Com a crise mobiliaria que assola o país, Haller teve que tomar uma medida drástica: abandonar a advocacia criminal e tentar aproveitar a enxurrada de processos de despejo. Quando uma cliente entra em contato, ele sequer imagina que Lisa está sendo acusada de ter matado um funcionário do alto escalão do banco, o qual está cobrando a hipoteca de sua casa.
Como sempre, a narrativa de Connelly é bastante fluida e instigante, sendo que em poucas páginas já estamos envolvidos com a estória. O autor também soube estruturar bem a trama, adicionando novos elementos e plot twists na medida certa, de modo a manter o interesse do leitor.
Outro fator que me impressionou é a facilidade que o autor tem em pensar como um verdadeiro advogado criminalista, o que torna a estória extremamente verossímil. O protagonista criado por Connelly é baseado na vida real, e não nos clichês de filmes e séries jurídicas.
“— Não, quem não está entendendo é você. Se você é inocente ou não, não tem nada a ver com o que está em jogo aqui. O importante é o que podemos provar ou contestar no tribunal.” (CONNELLY, 2013, p. 53)
O caso em si é muito interessante e rende diversas reflexões. Por um lado, uma mulher abandonada pelo marido, com um filho para cuidar e que não consegue pagar a hipoteca da casa. Por outro, uma grande corporação que está executando todos os seus devedores. Mais do que falar em certo ou errado, o autor embarca na nebulosa área da moral, mas de forma sútil e sem a pretensão de dar lições de vida.

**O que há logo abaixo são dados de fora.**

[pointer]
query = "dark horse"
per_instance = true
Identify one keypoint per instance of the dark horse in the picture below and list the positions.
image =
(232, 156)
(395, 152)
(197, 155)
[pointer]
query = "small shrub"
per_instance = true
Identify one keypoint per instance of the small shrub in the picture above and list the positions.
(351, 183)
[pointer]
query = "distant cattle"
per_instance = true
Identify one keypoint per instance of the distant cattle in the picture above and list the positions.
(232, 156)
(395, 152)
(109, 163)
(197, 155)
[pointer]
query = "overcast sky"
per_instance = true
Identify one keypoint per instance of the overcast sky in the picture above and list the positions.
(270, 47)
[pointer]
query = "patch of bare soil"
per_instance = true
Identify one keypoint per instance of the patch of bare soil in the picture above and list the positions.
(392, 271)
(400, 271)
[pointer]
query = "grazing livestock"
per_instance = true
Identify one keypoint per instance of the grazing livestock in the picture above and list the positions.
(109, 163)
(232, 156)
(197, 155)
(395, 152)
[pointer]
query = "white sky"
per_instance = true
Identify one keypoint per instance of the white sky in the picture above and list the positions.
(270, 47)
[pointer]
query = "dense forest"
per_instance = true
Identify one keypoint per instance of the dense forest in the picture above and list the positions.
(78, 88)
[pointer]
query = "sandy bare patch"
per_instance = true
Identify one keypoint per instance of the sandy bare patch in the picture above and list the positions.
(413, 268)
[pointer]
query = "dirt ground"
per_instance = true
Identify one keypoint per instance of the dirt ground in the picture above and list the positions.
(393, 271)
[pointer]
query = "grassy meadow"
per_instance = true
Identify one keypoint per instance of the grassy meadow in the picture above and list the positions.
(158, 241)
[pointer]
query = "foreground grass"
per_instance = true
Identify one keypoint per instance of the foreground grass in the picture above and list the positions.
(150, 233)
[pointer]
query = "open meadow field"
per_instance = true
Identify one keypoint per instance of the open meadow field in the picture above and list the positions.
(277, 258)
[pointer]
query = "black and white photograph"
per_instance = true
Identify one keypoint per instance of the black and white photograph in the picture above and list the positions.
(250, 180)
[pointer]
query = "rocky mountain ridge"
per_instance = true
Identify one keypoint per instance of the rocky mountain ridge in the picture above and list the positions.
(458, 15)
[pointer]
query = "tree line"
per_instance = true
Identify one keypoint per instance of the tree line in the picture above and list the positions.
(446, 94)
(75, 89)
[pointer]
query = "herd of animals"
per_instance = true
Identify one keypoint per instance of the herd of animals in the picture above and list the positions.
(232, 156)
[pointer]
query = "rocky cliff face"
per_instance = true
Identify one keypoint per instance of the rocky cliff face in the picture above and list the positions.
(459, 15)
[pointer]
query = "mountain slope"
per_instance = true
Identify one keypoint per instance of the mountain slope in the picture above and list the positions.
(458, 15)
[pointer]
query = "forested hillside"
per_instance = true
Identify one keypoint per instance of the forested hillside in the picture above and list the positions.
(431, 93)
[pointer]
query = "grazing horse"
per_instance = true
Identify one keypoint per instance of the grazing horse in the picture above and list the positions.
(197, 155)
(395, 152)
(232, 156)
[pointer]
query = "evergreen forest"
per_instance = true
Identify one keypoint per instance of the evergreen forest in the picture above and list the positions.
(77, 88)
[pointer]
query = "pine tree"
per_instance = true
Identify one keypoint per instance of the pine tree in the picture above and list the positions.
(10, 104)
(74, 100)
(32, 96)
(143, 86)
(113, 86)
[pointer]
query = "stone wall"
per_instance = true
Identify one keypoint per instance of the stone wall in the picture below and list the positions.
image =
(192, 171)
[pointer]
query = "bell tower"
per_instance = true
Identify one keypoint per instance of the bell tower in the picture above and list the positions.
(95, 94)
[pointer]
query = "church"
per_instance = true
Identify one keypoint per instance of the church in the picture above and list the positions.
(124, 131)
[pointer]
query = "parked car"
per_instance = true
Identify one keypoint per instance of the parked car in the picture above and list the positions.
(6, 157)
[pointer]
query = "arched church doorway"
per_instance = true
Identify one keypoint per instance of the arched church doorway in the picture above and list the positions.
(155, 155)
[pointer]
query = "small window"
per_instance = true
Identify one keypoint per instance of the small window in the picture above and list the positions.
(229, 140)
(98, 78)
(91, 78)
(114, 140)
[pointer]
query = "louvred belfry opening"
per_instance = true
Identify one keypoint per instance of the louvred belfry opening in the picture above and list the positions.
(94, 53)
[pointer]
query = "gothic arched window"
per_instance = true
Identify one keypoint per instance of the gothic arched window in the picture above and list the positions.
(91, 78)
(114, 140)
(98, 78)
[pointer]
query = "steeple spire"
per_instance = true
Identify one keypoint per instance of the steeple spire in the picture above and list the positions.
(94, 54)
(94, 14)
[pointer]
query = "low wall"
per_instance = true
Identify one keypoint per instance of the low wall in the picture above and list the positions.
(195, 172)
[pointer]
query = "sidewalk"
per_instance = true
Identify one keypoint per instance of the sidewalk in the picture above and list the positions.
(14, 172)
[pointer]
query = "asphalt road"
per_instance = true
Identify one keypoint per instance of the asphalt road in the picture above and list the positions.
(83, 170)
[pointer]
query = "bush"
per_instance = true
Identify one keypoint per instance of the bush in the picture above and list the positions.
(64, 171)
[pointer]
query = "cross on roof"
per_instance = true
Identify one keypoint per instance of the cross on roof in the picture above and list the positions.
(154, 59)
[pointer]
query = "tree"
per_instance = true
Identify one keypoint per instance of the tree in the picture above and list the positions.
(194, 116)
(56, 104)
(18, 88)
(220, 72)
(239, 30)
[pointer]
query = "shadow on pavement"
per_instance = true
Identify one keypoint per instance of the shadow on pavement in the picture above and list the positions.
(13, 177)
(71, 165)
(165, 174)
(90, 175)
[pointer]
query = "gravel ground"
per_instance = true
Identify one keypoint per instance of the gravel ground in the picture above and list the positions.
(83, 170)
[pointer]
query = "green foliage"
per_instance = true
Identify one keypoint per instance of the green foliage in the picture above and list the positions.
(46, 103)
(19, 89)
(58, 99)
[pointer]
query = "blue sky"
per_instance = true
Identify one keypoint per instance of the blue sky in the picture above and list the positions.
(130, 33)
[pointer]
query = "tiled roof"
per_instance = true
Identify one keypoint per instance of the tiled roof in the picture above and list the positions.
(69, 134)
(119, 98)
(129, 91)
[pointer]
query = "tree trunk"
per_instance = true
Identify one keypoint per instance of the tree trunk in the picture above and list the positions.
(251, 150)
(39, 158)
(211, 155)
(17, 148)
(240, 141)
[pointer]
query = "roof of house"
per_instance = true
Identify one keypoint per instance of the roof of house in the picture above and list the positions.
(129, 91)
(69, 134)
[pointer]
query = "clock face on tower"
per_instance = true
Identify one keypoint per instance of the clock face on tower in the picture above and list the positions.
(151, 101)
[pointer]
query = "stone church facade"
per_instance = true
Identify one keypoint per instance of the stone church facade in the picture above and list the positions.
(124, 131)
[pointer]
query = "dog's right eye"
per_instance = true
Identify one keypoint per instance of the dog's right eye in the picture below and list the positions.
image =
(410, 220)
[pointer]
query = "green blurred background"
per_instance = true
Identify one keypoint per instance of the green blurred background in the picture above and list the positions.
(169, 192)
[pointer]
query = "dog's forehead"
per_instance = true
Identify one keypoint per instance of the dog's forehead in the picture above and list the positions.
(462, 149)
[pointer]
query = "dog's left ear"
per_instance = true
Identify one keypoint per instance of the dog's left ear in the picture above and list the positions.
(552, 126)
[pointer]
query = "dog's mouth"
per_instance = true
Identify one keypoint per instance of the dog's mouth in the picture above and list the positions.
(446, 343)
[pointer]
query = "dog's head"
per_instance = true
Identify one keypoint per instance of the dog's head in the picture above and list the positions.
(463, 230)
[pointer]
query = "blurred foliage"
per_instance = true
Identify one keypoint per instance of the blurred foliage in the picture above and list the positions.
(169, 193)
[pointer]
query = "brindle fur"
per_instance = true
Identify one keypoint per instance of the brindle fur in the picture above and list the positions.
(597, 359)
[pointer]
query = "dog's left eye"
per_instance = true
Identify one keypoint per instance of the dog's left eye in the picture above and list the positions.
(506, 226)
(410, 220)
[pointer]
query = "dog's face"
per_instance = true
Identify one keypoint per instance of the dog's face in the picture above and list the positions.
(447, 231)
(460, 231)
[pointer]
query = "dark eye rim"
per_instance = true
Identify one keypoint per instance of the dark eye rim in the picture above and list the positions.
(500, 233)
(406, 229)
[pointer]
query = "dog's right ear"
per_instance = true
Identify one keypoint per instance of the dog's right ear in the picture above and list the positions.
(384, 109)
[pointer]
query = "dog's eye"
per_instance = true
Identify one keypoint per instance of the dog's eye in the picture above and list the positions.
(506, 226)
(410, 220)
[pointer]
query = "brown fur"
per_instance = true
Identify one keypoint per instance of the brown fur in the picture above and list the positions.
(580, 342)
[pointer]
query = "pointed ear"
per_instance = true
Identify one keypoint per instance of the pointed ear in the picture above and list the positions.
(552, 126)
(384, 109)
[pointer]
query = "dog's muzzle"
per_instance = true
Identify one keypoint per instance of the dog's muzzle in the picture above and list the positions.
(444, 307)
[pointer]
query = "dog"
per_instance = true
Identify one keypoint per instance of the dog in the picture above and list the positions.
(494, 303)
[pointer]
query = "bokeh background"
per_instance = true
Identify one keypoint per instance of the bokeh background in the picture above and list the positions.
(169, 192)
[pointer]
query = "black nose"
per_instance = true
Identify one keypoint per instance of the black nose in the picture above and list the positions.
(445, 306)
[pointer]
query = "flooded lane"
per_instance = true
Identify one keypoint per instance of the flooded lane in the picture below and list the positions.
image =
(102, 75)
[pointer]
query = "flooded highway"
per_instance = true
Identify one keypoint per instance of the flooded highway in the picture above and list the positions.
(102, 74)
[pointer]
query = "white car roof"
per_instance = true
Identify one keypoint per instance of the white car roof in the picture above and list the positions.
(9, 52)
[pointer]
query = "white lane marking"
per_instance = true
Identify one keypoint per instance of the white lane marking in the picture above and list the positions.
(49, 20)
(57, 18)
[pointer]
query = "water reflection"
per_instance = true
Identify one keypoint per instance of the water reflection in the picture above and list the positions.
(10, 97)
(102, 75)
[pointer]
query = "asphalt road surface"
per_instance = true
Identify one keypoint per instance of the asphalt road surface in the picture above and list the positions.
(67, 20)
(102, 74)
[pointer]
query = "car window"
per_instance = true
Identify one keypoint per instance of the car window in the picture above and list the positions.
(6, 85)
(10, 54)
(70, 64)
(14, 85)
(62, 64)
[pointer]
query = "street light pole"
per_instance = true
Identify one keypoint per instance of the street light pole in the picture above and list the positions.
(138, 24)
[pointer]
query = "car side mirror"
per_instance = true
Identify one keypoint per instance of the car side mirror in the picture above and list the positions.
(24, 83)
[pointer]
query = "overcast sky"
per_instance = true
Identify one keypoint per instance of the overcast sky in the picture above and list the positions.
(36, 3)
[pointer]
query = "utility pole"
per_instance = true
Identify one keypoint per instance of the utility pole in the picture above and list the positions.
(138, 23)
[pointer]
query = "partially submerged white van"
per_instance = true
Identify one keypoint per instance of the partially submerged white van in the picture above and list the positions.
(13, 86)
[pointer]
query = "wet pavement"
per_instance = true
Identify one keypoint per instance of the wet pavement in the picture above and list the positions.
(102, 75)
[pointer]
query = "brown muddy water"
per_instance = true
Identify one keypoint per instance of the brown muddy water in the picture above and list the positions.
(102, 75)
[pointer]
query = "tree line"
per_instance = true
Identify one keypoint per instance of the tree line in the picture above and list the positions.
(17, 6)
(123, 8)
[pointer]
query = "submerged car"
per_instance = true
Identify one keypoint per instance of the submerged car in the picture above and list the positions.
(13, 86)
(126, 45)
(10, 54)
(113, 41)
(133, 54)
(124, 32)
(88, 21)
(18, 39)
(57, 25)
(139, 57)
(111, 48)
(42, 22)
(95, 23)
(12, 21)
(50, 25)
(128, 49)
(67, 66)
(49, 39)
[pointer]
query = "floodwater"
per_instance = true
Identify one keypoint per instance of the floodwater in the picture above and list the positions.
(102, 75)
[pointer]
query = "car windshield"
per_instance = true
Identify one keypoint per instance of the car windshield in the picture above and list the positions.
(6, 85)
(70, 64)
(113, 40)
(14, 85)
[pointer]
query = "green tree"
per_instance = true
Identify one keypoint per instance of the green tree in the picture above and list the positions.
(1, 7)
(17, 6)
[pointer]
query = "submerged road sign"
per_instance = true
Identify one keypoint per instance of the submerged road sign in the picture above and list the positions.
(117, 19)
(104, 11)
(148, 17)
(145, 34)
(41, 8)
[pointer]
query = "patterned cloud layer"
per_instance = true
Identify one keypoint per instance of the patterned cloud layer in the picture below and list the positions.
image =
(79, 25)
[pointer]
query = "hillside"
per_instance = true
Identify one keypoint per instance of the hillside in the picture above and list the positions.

Entretanto, creio que o autor estendeu demais a estória. Sinceramente, não me pareceu que as mais de quatrocentas páginas fossem realmente necessárias para o desenvolvimento do livro. Está impressão ficou ainda mais nítida na reta final do livro, quando o julgamento de Liza parecia não acabar e nada de novo acontecia.
O desfecho foi bom, sendo que todas as pontas da trama foram devidamente amarradas. Entretanto, saliento que o final não foi exatamente uma surpresa. Além disso, outro detalhe da estória revelado no final me pareceu um pouco forçado.
Encerro admitindo que entre minhas últimas experiências com os livros do autor, A Quinta Testemunha foi a melhor. Porém, ainda não alcançou o mesmo nível dos livros que citei no início desta resenha.